A Bar Suspended by Two Wires

Discussion in 'Homework' started by Ingolf, Dec 7, 2010.

  1. Ingolf

    Ingolf Well-Known Member

    A nonuniform, horizontal bar of mass m is supported by two massless wires against gravity. The left wire makes an angle phi_1 with the horizontal, and the right wire makes an angle phi_2. The bar has length L.

    [​IMG]

    Find the position of the center of mass of the bar, x, measured from the bar's left end.
    Express the center of mass in terms of L, phi_1, and phi_2.
     
    Last edited: Dec 7, 2010
  2. 3.14159

    3.14159 Well-Known Member

    zz
    Edit: I wrote ZZ coz i have no idea how to solve this question, not because i think that this problem is lacking data. I wouldnt know if it is.
     
    Last edited: Dec 9, 2010
  3. Shamanics

    Shamanics Banned

    The problem is lacking data.
     
  4. Ingolf

    Ingolf Well-Known Member

    No it wasn't. I finally solved it using equilibrium.
     
    Last edited: Dec 13, 2010
  5. Shamanics

    Shamanics Banned

    Show me your solution, I insist the problem lacks data.
     
  6. Kriegskanzler

    Kriegskanzler Well-Known Member

    How exactly were you able to solve this? And what formula?
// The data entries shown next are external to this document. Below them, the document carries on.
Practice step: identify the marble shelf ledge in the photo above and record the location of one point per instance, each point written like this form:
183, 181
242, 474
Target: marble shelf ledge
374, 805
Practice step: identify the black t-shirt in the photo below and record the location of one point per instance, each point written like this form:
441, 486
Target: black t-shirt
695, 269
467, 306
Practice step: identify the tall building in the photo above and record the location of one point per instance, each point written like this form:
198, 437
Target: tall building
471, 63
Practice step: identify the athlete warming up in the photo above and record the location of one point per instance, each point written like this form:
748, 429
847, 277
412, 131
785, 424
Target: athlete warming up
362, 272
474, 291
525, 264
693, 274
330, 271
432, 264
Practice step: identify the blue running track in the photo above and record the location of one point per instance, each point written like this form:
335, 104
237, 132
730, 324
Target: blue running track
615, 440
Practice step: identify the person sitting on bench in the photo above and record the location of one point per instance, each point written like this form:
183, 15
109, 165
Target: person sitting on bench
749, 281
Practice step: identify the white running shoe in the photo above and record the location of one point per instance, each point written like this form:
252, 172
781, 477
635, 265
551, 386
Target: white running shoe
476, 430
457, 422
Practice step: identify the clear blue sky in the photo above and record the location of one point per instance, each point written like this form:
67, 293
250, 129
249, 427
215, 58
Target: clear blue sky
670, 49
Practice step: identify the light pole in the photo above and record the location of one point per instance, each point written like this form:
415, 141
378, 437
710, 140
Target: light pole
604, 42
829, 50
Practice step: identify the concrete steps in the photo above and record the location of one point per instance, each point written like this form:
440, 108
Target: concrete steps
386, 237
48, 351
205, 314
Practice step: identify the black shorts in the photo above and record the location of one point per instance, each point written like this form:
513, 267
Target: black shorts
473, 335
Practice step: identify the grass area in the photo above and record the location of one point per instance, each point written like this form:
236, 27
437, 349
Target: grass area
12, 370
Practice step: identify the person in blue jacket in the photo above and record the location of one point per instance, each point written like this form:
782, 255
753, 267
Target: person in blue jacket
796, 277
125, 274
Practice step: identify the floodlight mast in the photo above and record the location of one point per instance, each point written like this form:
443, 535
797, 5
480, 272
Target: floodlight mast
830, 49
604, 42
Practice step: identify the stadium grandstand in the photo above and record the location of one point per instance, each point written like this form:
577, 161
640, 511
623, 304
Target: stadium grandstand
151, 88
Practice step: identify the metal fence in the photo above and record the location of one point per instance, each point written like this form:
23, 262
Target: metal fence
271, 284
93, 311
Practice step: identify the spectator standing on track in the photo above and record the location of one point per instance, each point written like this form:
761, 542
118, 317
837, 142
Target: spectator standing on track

Torque?
     
  7. Mr.DarC

    Mr.DarC Well-Known Member

    How did you use equilibrium?

    The strings are massless so mg=0
     
  8. Ingolf

    Ingolf Well-Known Member

    My solution:

    The bar is in equilibrum so the net torque and forces acting on it must be zero. I take the torque of the left end of the bar.

    The formula for the net torque looks like this:

    (1) L*T_2*sin(phi_2)-w*x=0

    where T_2 is the tension in wire #2 and w is the weight of the bar (m*g).

    The net forces in x- and y-directions must also be 0, so we have

    (2) F_x: T_2*cos(phi_2)-T_1*cos(phi_1)=0
    (3) F_y: w-T_1*sin(phi_1)-T_2*sin(phi_2)

    where T_1 is the tension in wire #1. I have taken the positive y-direction to be downward so that w (weight) is positive.

    By rearranging (2) I get that

    (4) T_1/T_2=cos(phi_2)/cos(phi_1)

    I solve for x in (1) and get

    (5) x=L*T_2*sin(phi_2)/w

    Solving for w in (3) and inserting in (5) gives

    (6) x=L*T_2*sin(phi_2)/(T_1*sin(phi_1)+T_2*sin(phi_2))
    x=L/((T_1/T_2)*(sin(phi_1)/sin(phi_2))+1)

    By inserting (4) in (6) I get that

    x=L/(cos(phi_2)*sin(phi_1)/(cos(phi_1)*sin(phi_2))+1)
    x=L/(tan(phi_1)*tan^(-1)(phi_2)+1)=L/(tan(phi_1)/tan(phi_2)+1)
     
  9. Shamanics

    Shamanics Banned

    I guess you dont use flexibility at all.... But meh, that is ok.
     
    Last edited: Dec 12, 2010